顔半分を隠す黒い呼吸器からは、機械的な音が零れさも絶望感を誘う。

青白く細い両腕は二の腕から先はなく、三本の管がそれぞれ白い皮膚を突き刺し巻き付きのさばっている。

管の先は点滴に心電図、それから彼には用途不明に見える無音で動く機械だ。

どうやらそれが彼女の生命維持装置らしい。


白くなってしまった長髪を額で分け肩から前へ垂れ流し、ベッドの背もたれに寄りかかり、身動きしないでいるその様は。

身のあることの不自由さを彼に見せつけた。


本当に不治の病に冒された薄幸美女だったら、などと適当なことを思ってみたりする。

意味はまったくないけれど。


白く清潔でやたら灰色な病室は、呼吸器と心電図の規則正しい音だけが響く。

無感動で、無機質だ。

緑の床は傷一つ無く、一色一面のカビにさえ見えてくる。

窓から差し込む黄色の光りに染まる天井を、彼は所在なく眺め時間を潰す。

彼は二週間前から、この病室で生活を送っていた。

部屋の隅に放置された白い革張りのソファが、彼の領地だった。

姉の看病のために、なんていう悲壮感に満ちた理由はない。

社会に居場所を失ったからだ。

社会で生活していくことが困難になったからだ。

頼れるまともな肉親が姉だけで。

姉がここに居るから彼も一緒に居る、というわけだった。


特にすることがない彼は、怠慢に壁紙を眺めて過ごしていた。

有り余る自由な身と時間。

そして有り余る自由時間を持て余す彼に、姉は指示をする。


「そろそろころアいダよ」


呼吸器の隙間から、機械的な声色が零れた。

声帯補助用のスピーカーを喉を裂いて付けられた姉が、黒い皮のベルトで目を覆われながら彼を睨むように顔を向けてくる。

強制的な暗闇で苦痛を、のようだが彼女にはあまり関係ないようだった。


「ぼアっとしてナいで、きょうもいつもどおりダよ」


感情のない淡々とした口調は、まるで機械が話しているかのようで、真意が掴めない。

ただ、彼にとっては唯一無条件で信じて良い人だということだけは、はっきりしている。


外からは相変わらずの黄色い光りが差し込み、やたらとしきりとカラスの鳴き声が強くなる。

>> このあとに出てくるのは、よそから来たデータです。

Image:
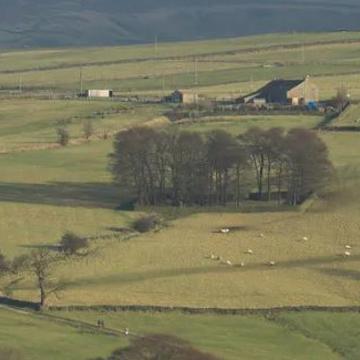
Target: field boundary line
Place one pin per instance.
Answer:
(207, 310)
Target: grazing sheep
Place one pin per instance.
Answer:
(225, 231)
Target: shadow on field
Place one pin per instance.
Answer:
(41, 247)
(18, 304)
(89, 195)
(125, 278)
(350, 274)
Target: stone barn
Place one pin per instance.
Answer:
(183, 97)
(284, 92)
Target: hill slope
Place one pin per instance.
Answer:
(107, 22)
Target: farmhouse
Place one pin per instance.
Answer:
(99, 93)
(183, 97)
(284, 92)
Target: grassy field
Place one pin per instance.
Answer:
(240, 64)
(295, 336)
(45, 191)
(40, 339)
(71, 189)
(239, 124)
(27, 124)
(290, 336)
(350, 117)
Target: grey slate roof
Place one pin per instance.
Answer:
(275, 91)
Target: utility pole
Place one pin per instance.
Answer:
(81, 81)
(20, 84)
(156, 46)
(196, 72)
(303, 57)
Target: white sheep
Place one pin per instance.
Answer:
(225, 231)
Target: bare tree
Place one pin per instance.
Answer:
(63, 136)
(342, 98)
(41, 263)
(88, 129)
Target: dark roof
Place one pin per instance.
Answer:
(275, 91)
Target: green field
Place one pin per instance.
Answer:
(239, 124)
(295, 336)
(46, 190)
(28, 124)
(239, 63)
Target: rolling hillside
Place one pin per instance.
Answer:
(36, 23)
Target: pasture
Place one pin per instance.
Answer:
(238, 64)
(239, 124)
(28, 124)
(46, 190)
(306, 335)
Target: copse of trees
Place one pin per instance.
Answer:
(161, 347)
(186, 168)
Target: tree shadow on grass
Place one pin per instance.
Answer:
(18, 304)
(42, 247)
(216, 268)
(89, 195)
(343, 273)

なんとはなしに、鼻しか正体を明かしていない姉へ視線を送った。

いつもどおりですか姉様、と意味を込めて肩を竦ませると、


「タっりーことしテんナよ、サっサとヤって行けよっ」


怒号一喝いただいてしまったので、彼はゆっくりベッドへ向かった。

言葉が荒いとも人使いが、とも思わない。


しゃがみ込んでコードに手をかけると、窓から雷光一閃軽やかなメロディが流れ出す。

町に広がる商店や会社が営業開始しますよぅ、の朝礼放送音だ。

軽やかな重低音が今にも朽ち果て滅んでしまいそうな姉を収容する建物を揺する。

本日も真心と笑顔を大事に過ごしましょう、と高音域の雑音を混ぜながら。